Robert G. Way (Ph. D. en géographie) est d’ ascendance inuite (nunatsiavummiute) et vient de Happy Valley-Goose Bay, au Labrador. Il est actuellement boursier postdoctoral à l’ Institut du Labrador de l’ Université Memorial à Terre-Neuve, où il étudie les changements environnementaux dans les régions nordiques du Canada. Par ses travaux, il souhaite contribuer au développement et à l’ adaptation des régions arctique et subarctique, là où les changements climatiques auront probablement les plus grandes répercussions sur les écosystèmes locaux, l’ aménagement des infrastructures et les peuples autochtones.

Plus de 70 % du littoral canadien se trouve dans l’ Arctique et est bordé de glace. La majeure partie de notre territoire ancestral repose sur le pergélisol, et la limite sud de ce dernier tend à se déplacer vers le nord.
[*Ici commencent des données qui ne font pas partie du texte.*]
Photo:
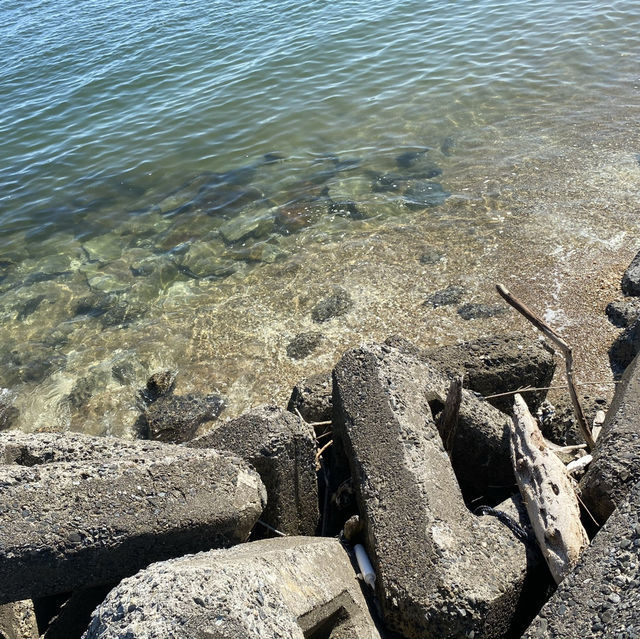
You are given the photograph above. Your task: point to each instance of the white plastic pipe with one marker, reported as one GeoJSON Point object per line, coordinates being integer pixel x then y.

On décrit souvent le pergélisol comme le « sol gelé en permanence ». Or, il semblerait que cette description soit erronée, car le sol n’ est pas nécessairement « gelé » et, comme l’ ont montré de récentes études et comme les Inuits ont pu le constater de première main, cet état n’ est pas toujours permanent. La définition officielle du pergélisol est axée sur la température du sol plutôt que sur son état : « Sol, composé de terre, de sédiments ou de roche, dont la température demeure inférieure ou égale à 0 °C pendant au moins deux années consécutives. » On préfère cette définition thermique au terme « sol gelé », parce que le mot « gelé » sous-entend la présence de glace dans la terre ou la roche. Mais il n’ y en a pas toujours. C’ est souvent le cas du pergélisol qui se trouve dans le substrat rocheux, car il ne contient pas nécessairement d’ eau gelée, mais peut tout de même présenter des caractéristiques particulières lorsque sa température est inférieure à 0 °C.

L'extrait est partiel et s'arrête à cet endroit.